Celebrating 100 Years of Woodstock Library History

 In 1913, ten years after his vision for an art colony found reality in Woodstock, Ralph Whitehead turned that same vision towards the future of Woodstock as a community. As related by Frances Rogers in her wonderful history of the Woodstock Library, The Story of a Small Town Library, "Whitehead now began to think about and plan a civic program of a very different nature."  A project, as Rogers quotes Whitehead, that "the villagers and the rest of us, the outsiders, could share."

So it was that Whitehead assembled those individuals he thought essential to developing his plans for what would become the Woodstock Club. Making their way to White Pines in the summer of 1913 were the artist Carl Lindin and his wife Louise, Woodstocks doctor, Mortimer Downer and Lillian Downer, and the writer Walter Weyl and his wife Bertha. It was a meeting that began inauspiscially, however, as Weyl, owner of one of the few cars in Woodstock at the time (according to Rogers, a "high, speedy-looking 'touring car' that had a top that could be rolled back and side curtains with isinglass windows to be snapped on when it rained") arrived, with the Lindins in the back seat, nursing an "overheated radiator spouting steam."

The result of that Byrdcliffe meeting, 100 years ago this summer, would lead to the formation of the Woodstock Club and, ultimately, the Woodstock Library and other civic-related organizations. While much work lay ahead as efforts to build the Club were intensified, including the formation of a library committee headed by Margaret Carlson and joined by Marion Eames (future wife of Martin Comeau), Birge Harrison and John Carlson, the Woodstock Library was moving towards its future.

That future, now an integral part of Woodstock history, will be celebrated beginning this Friday evening, June 28, as the Historical Society of Woodstock in collaboration with the Woodstock Library unveils its summer exhibit, Woodstock Builds a Library: Past, Present and Future 1913-2013 with an opening night reception. Featuring reflections on a century of service by the Woodstock Library, the exhibit offers a unique look back at the librarians who served, the expansion of the library, chidrens programming (even Peter the carosel horse will make an appearence) and Woodstocks venerable rite of summer, the Library Fair.

The Friday evening reception will feature the music of jazz guitarist and vocalist Perry Beekman and runs from 7:00 pm till 9:00 pm at the Historical Society of Woodstock on lower Comeau Drive.
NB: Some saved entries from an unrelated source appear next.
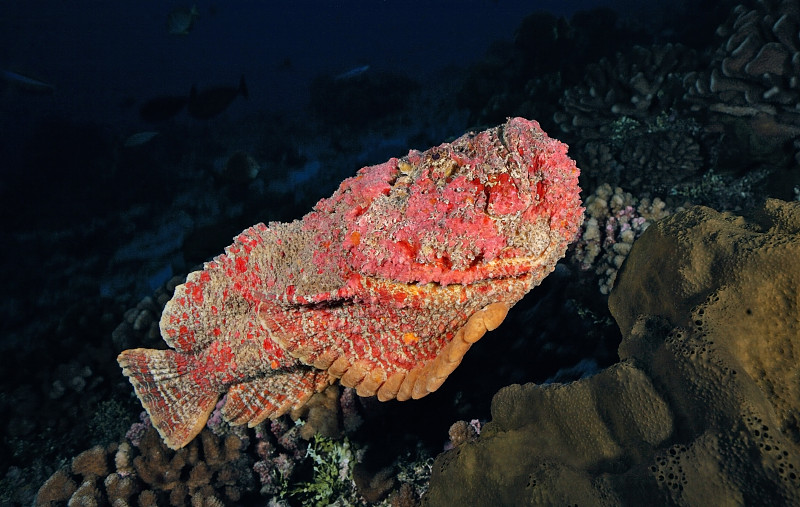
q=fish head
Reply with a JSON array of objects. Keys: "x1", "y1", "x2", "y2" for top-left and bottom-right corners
[{"x1": 327, "y1": 118, "x2": 584, "y2": 286}]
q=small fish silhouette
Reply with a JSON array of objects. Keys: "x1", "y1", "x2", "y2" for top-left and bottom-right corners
[
  {"x1": 167, "y1": 5, "x2": 200, "y2": 35},
  {"x1": 2, "y1": 70, "x2": 55, "y2": 94},
  {"x1": 187, "y1": 75, "x2": 248, "y2": 119}
]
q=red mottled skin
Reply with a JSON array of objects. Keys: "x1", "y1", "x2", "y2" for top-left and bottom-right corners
[{"x1": 118, "y1": 118, "x2": 584, "y2": 449}]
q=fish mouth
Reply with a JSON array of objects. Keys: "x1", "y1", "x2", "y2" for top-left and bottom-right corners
[
  {"x1": 393, "y1": 249, "x2": 557, "y2": 288},
  {"x1": 463, "y1": 252, "x2": 557, "y2": 282}
]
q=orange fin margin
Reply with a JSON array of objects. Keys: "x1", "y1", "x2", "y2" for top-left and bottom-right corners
[{"x1": 117, "y1": 348, "x2": 219, "y2": 450}]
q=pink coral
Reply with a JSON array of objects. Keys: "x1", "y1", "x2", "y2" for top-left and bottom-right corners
[{"x1": 125, "y1": 411, "x2": 151, "y2": 447}]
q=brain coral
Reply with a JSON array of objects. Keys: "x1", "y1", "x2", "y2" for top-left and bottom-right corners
[{"x1": 423, "y1": 199, "x2": 800, "y2": 506}]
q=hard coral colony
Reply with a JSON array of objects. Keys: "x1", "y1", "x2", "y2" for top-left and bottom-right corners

Visitors are urged to park in the lower Comeau parking lot and walk the newly rennovated trail (thanks to the Comeau Trails Committee) to the Historical Society. In addition to the Friday evening opening, the exhibit will be open to the public throughout the summer on Saturdays and Sundays from 1:00 to 5:00 pm. As always, all events are free of charge. For more information on the the Historical Society of Woodstock and on how to become a member, go to www.historicalsocietyofwoodstock.org. Historical Society events are also available on Facebook at Historical Woodstock.

Celebrate Woodstocks most enduring instituion, the Woodstock Library, by joining your fellow Woodstockers this Friday evening and throughout the summer at the Historical Society of Woodstock.